ANew cluster means and covariances that maximize the log-likelihood
BThe posterior probability that each data point was generated by each mixture component
CThe marginal log-likelihood of the observed data under the current parameters
DA hard cluster assignment for each data point
The E-step computes the 'responsibilities' — the posterior probabilities r_{ik} = P(component k | data point i, current parameters) — for every data point and every component. These soft assignments say 'how much' each Gaussian component is responsible for each observation. The M-step then uses these responsibilities as weights to update the means, covariances, and mixing proportions. EM never makes hard assignments (that would be k-means, not EM); the soft probabilistic assignment is the key to its smooth convergence.
Question 2 True / False
EM is expected to converge to the global maximum of the likelihood function.
TTrue
FFalse
Answer: False
EM guarantees only that the observed-data log-likelihood is non-decreasing at each iteration — it never goes down. However, it may converge to a local maximum, a saddle point, or a plateau rather than the global maximum. The algorithm is sensitive to initialization: different starting parameters can lead to different solutions. In mixture models, for instance, bad initializations can lead to degenerate solutions where one component collapses onto a single data point. Running EM multiple times from different starting points and taking the best solution is standard practice.
Question 3 Short Answer
Why does the EM algorithm guarantee that the observed-data log-likelihood never decreases between iterations?
Think about your answer, then reveal below.

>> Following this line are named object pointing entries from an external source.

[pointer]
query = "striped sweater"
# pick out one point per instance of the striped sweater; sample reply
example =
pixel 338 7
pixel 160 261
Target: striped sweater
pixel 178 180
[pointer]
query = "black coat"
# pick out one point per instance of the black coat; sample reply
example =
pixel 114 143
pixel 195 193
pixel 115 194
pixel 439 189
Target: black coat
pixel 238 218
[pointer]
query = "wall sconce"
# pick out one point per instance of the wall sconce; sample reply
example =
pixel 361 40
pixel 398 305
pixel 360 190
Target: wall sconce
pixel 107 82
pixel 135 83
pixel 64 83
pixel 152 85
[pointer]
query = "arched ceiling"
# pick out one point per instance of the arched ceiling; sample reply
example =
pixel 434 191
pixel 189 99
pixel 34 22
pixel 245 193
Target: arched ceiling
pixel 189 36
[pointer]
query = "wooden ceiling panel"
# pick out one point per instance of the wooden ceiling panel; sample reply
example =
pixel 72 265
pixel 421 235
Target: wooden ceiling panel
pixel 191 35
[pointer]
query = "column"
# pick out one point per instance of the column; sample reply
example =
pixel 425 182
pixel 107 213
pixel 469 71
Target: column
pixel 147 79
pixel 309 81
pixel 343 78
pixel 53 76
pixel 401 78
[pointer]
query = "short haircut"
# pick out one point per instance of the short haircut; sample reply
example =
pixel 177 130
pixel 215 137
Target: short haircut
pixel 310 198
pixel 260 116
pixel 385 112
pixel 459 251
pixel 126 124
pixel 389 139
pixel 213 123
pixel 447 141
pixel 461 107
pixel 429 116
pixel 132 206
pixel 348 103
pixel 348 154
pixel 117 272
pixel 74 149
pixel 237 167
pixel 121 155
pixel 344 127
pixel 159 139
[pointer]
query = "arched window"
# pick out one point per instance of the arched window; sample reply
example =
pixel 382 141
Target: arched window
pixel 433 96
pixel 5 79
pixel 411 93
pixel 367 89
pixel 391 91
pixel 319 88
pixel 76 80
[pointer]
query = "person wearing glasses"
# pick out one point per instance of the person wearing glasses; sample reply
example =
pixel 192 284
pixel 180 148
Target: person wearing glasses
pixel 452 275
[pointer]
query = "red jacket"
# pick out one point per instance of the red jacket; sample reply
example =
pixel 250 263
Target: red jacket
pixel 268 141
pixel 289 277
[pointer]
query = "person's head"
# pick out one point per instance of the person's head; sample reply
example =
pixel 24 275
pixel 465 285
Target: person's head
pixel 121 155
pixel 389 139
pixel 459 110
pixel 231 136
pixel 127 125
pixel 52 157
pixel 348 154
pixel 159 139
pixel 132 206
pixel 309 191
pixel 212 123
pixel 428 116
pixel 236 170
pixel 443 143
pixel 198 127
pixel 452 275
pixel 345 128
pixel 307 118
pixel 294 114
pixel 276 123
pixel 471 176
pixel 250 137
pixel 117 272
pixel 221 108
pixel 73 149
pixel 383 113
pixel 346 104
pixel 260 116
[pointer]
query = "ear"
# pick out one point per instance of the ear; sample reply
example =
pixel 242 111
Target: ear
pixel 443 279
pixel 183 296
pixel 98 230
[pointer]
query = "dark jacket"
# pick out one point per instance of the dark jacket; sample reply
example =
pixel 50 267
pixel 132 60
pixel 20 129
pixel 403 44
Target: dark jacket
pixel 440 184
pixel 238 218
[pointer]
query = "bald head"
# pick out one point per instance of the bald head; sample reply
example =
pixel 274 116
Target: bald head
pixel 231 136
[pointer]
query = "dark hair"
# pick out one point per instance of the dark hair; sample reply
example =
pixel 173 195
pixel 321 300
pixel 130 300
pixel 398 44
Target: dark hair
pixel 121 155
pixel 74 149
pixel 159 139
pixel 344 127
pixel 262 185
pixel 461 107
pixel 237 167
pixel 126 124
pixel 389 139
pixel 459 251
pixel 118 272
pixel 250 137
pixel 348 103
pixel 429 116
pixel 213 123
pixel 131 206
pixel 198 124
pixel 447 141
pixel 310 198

Model answer: Each E-step constructs a lower bound on the log-likelihood (the ELBO) that is tight at the current parameters; each M-step maximizes this lower bound, moving to parameters with at least as high a likelihood as before.
EM implicitly optimizes a lower bound called the Evidence Lower Bound (ELBO), derived via Jensen's inequality applied to the concave log function. The E-step finds the distribution over latent variables q(z) that makes the ELBO exactly equal to the log-likelihood at the current θ (tightening the bound). The M-step maximizes the ELBO over θ, which increases the lower bound. Because the E-step had made the bound tight, the new log-likelihood at the updated θ is at least as large as at the previous θ. This ascent guarantee does not require reaching a global maximum — it holds at every step.